The trial of… John Demjanjuk may have been based on fabricated evidence, the FBI has claimed.
Lawyers for the 90-year-old Ukrainian accused of being a guard at the SS [prison] camp Sobibor during World War Two today asked for the trial to be suspended in the light of the report.
At issue is Exhibit A in the case, Demjanjuk's alleged SS identity card.
According to an FBI report from 25 years ago that has just surfaced, the agency deemed that it was 'quite likely fabricated' by [Jewish?] KGB agents in the former Soviet Union.
Claims that the card and other evidence against Demjanjuk are Soviet forgeries have repeatedly been made by his defence lawyers.
However, the FBI report provides the first-known confirmation that U.S. investigators had similar doubts.

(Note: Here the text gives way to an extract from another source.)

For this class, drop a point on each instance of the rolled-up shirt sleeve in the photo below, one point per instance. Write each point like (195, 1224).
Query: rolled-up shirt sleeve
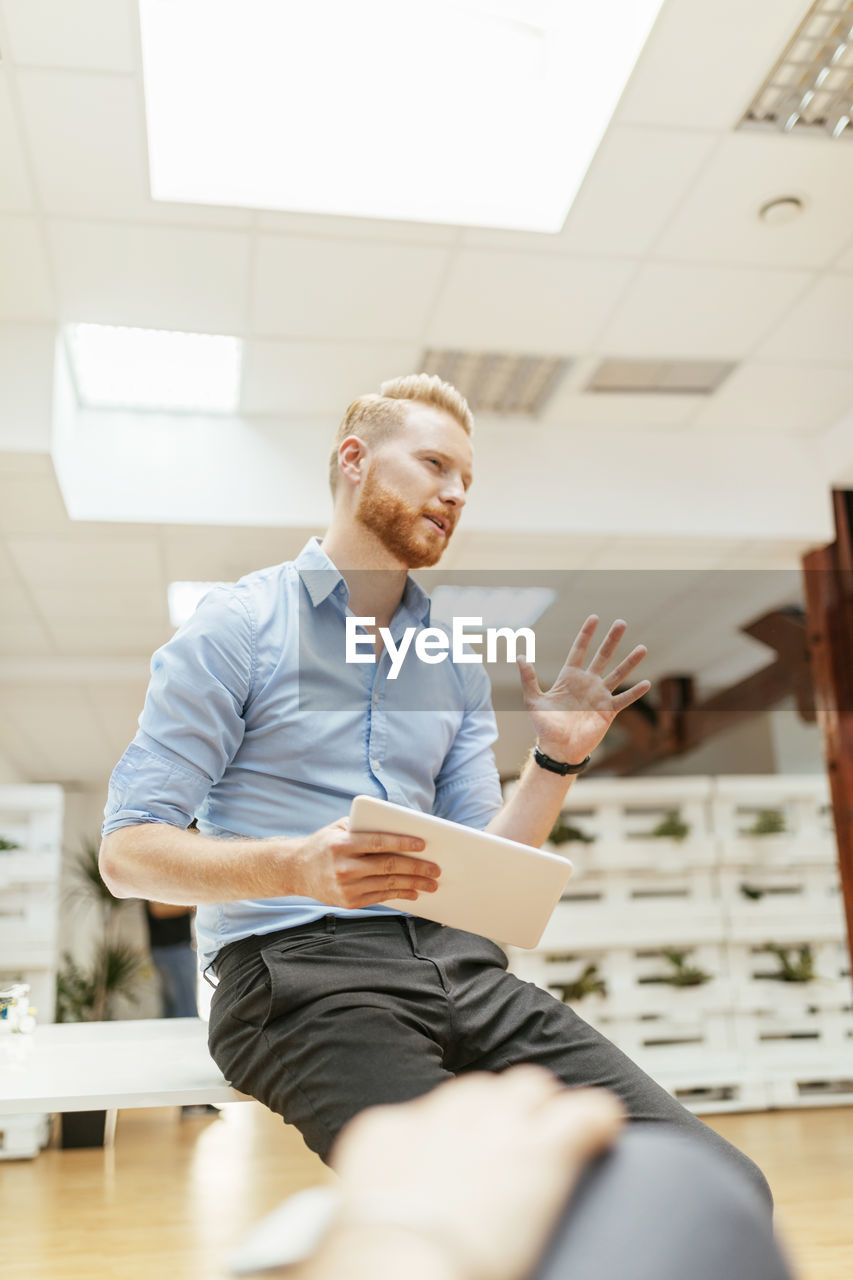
(192, 720)
(468, 787)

'Justice is ill-served in the prosecution of an American citizen on evidence which is not only normally inadmissible in a court of law, but based on evidence and allegations quite likely fabricated by the KGB,' the FBI's Cleveland field office said in a 1985 report - four years after the Soviets had shown U.S. investigators the card.
Demjanjuk had served in the Red Army before being captured by the Nazis in 1942…
FBI agents argued that the Soviets had an interest in faking the documents as part of a campaign to smear anti-communist emigres.
Demjanjuk always claimed he was captured by the Nazis, imprisoned and volunteered to fight in an anti-Communist German unit called the Vlaslov Army.